急激な売上の増加は黒字倒産を招きやすい、といった特徴があります。
そもそも急激な売上の増加にはコストがかかってきてしまうわけです。仕入れ費用もかさんでしまいますし、販売するための宣伝広告費もかなりのものになるでしょう。さらに人件費なども増大しているかもしれません。

実は売るためのコストに関しては売上の回収よりも先になる、ということがほとんどなのです。だからこそ売掛金が急激に増えるような売上好調のときこそ黒字倒産の可能性が高まります。

調子が良いと思っていると痛い目にあってしまうかもしれません。

売掛金が増えてきたらどうすればよいのか?

・ファクタリングを利用する

ファクタリングは売掛金の売却を指しています。
売掛金を譲渡することで資金を得るわけです。

ファクタリングを利用すると、手数料が発生します。
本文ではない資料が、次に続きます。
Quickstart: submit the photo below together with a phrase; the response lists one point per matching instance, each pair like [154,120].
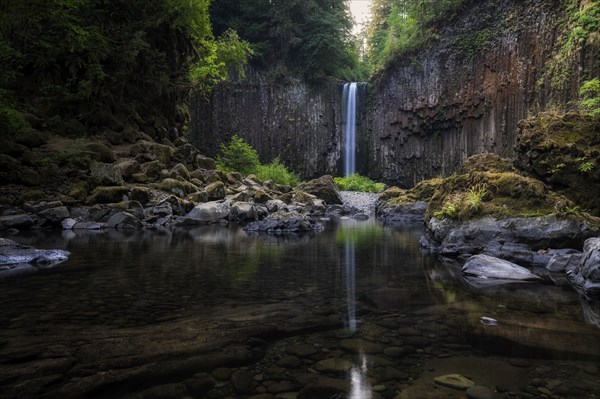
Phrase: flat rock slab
[455,381]
[490,267]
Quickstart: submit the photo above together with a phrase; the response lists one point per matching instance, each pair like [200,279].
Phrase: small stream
[357,311]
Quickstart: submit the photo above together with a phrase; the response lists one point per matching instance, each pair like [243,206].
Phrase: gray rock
[54,216]
[106,174]
[243,211]
[562,262]
[485,266]
[17,258]
[68,223]
[474,236]
[21,221]
[216,190]
[211,212]
[586,276]
[124,221]
[479,392]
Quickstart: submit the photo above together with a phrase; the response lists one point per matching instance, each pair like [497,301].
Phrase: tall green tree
[307,38]
[93,60]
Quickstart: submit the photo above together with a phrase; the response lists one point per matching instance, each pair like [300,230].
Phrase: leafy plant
[278,173]
[586,166]
[557,168]
[237,156]
[590,96]
[357,182]
[474,197]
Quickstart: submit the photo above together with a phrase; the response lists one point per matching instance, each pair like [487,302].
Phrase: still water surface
[381,317]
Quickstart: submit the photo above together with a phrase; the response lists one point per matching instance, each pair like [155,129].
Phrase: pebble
[455,381]
[479,392]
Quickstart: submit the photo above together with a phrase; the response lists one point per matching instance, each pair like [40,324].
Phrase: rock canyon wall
[424,114]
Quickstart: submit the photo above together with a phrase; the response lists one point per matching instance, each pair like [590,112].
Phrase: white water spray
[349,110]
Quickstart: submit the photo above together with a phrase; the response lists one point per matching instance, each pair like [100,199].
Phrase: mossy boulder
[563,150]
[178,187]
[488,185]
[107,195]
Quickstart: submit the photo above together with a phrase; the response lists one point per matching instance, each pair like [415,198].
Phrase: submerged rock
[489,267]
[18,259]
[586,276]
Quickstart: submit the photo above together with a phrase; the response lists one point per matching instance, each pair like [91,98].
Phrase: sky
[360,12]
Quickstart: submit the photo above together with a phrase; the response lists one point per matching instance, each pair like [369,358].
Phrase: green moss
[481,189]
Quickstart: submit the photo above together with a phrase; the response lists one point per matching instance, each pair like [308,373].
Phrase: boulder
[211,212]
[128,167]
[324,188]
[54,216]
[243,211]
[106,174]
[456,238]
[151,151]
[204,162]
[586,276]
[216,190]
[489,267]
[107,194]
[124,221]
[178,187]
[21,221]
[18,259]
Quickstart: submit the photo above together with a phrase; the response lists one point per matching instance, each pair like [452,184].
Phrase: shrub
[277,172]
[238,156]
[357,182]
[590,96]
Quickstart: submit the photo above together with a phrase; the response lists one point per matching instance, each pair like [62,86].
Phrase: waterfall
[349,120]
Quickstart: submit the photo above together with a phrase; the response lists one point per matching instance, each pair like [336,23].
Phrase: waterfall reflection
[359,386]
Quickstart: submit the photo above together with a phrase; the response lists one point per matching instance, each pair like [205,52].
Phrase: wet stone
[243,382]
[301,350]
[394,352]
[283,386]
[361,346]
[290,362]
[479,392]
[333,365]
[222,373]
[455,381]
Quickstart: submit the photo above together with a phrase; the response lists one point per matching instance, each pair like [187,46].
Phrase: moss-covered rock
[178,187]
[563,150]
[107,195]
[488,185]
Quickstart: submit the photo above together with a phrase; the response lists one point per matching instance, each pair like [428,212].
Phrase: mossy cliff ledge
[489,207]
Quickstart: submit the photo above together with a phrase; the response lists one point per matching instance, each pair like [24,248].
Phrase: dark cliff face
[299,124]
[426,113]
[437,107]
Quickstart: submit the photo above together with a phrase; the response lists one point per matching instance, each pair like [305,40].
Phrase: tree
[96,60]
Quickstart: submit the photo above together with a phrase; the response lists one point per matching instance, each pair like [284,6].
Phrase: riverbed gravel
[364,202]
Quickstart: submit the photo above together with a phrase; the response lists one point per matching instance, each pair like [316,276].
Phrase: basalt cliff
[462,94]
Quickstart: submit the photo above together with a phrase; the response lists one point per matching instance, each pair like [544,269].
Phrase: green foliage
[473,43]
[12,122]
[590,96]
[237,156]
[97,60]
[582,27]
[307,38]
[357,182]
[278,173]
[585,165]
[399,27]
[70,154]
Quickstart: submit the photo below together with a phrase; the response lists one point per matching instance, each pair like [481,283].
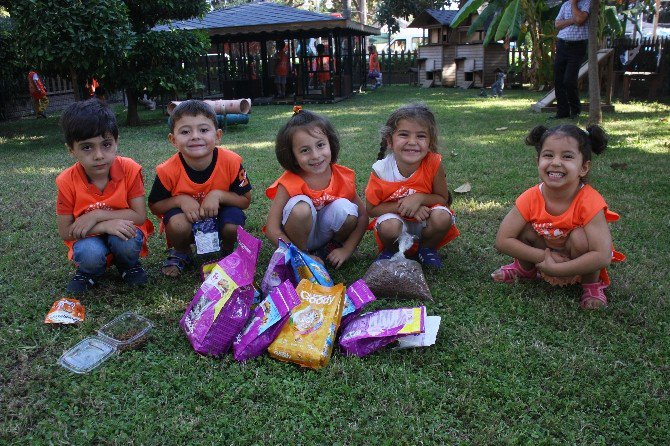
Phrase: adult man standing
[571,45]
[38,94]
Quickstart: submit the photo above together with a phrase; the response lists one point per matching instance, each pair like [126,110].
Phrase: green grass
[513,364]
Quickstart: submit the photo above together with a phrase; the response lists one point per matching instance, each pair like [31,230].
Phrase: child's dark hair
[88,119]
[192,107]
[417,112]
[307,121]
[593,140]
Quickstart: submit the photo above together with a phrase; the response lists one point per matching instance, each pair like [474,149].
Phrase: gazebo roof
[432,17]
[267,18]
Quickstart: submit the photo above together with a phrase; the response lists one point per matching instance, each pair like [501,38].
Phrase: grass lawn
[513,364]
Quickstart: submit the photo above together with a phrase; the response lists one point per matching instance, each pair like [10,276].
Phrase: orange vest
[85,197]
[555,229]
[174,178]
[421,181]
[342,185]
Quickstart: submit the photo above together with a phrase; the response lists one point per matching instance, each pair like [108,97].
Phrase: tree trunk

1%から30%ほど売掛金額から差し引かれてしまいますが、結果としては早めに入金されることになるわけです。資金難が目前に迫っている、といったときなどに対応できるタイプの方法となるわけです。

ちなみに手数料率は取引方法によっても大きく異なります。3社間ファクタリングのほうが有利な手数料率に設定されているのです。2社間ファクタリングに関しては手数料率が高く設定されているので気をつけましょう。

・買掛金の支払いを遅らせる

要は出金サイトを再検討するのです。

売掛金が増えているということは入金に遅れが出ている、ということになります。そこで出金も遅らせます。出金も遅らせられれば会社に一定の資金をとどめおくことも可能です。